Over fietsen, palen en een piramide

26 - 28 juni 2015

Paalcampings kun je eigenlijk geen campings noemen. Het zijn plekken in het bos die door Staatsbosbeheer zijn aangewezen voor kamperen. Het woord ‘paal’ verwijst naar de waterpomp die soms aanwezig is, soms niet.

Voor de rest ontbreekt iedere voorziening. Je kunt er niet per auto komen en geen enkel bordje verwijst ernaar, dus zonder GPS zijn paalcampings onvindbaar. In theorie mogen er maximaal drie tentjes staan, maar die regel stamt waarschijnlijk uit de ideeënbus op het hoofdkantoor van Staatsbosbeheer, want in de praktijk is er niemand die na een dagje wandelen of fietsen rechtsomkeert maakt als hij de vierde is. Het is, kortom, wild kamperen met de zegen van de autoriteiten.

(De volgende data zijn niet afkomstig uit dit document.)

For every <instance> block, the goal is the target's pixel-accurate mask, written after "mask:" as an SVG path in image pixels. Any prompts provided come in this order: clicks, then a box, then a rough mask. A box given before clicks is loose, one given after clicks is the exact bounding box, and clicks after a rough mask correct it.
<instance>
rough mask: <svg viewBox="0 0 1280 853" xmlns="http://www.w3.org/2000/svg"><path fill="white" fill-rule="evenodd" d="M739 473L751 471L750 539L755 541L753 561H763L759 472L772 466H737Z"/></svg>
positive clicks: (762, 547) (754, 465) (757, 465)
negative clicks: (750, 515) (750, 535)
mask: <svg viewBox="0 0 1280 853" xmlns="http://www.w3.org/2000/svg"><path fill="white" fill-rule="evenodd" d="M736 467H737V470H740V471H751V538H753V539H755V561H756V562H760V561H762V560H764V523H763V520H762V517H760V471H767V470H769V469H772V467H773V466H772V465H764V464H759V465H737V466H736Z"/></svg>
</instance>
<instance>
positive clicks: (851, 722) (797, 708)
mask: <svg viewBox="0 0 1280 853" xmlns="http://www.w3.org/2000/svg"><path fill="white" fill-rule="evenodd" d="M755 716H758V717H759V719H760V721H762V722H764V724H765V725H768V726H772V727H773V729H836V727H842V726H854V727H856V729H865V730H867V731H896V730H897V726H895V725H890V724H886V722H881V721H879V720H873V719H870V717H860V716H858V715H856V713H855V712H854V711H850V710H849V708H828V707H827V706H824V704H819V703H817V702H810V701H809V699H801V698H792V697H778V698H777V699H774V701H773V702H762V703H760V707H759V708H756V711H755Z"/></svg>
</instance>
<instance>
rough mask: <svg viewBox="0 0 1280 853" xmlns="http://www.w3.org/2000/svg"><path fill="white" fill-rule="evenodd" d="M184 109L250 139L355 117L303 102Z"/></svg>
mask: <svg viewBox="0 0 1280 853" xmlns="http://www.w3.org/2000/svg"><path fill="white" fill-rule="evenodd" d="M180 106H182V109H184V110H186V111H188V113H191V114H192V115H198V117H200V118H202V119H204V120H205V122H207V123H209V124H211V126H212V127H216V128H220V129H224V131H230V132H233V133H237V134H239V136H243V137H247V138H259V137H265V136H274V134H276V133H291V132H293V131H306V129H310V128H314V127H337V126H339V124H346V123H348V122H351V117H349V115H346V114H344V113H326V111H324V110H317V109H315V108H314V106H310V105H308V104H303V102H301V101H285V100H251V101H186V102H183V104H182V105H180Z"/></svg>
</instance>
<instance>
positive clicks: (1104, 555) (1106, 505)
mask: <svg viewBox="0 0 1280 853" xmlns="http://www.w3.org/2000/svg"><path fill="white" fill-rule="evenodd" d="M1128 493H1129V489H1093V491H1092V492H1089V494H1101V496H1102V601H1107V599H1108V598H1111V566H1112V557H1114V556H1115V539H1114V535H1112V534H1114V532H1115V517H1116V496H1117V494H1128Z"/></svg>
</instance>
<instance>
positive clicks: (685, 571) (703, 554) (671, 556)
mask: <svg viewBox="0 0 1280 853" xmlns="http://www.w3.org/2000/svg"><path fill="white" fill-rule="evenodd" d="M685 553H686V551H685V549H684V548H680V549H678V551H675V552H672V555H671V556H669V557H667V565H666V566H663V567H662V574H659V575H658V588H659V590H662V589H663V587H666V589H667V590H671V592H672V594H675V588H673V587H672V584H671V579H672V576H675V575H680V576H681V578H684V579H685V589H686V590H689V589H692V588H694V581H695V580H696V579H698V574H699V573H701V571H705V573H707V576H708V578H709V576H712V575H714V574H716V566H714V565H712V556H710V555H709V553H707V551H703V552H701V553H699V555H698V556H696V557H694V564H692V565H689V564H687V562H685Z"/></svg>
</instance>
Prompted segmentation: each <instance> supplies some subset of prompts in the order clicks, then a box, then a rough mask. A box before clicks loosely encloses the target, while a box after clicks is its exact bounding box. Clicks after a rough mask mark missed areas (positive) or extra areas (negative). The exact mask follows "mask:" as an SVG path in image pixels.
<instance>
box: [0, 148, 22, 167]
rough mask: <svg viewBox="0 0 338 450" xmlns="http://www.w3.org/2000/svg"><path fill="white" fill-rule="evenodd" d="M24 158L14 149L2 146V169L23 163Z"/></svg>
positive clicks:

Die zegen is gratis: paalcampings kosten helemaal niets. Logisch, zou je bijdehand kunnen zeggen, je krijgt ook helemaal niets. Maar dan vergeet je dat je een onbetaalbaar stukje natuur krijgt aangereikt, vol groen en stilte en back to the roots. Sommige mensen vinden dat geweldig. Mijn vriend Wim en ik bijvoorbeeld. Twee keer eerder hebben we een legendarische fietstocht gemaakt, naar de ARDENNEN en naar SCHOTLAND, en tijdens deze trips kampeerden we regelmatig in het wild, tot beider plezier. Dus toen we onlangs weer eens een legendarisch fietsweekend afspraken, was ons plan snel gemaakt: we gingen de paalcampings rondom Utrecht bezoeken.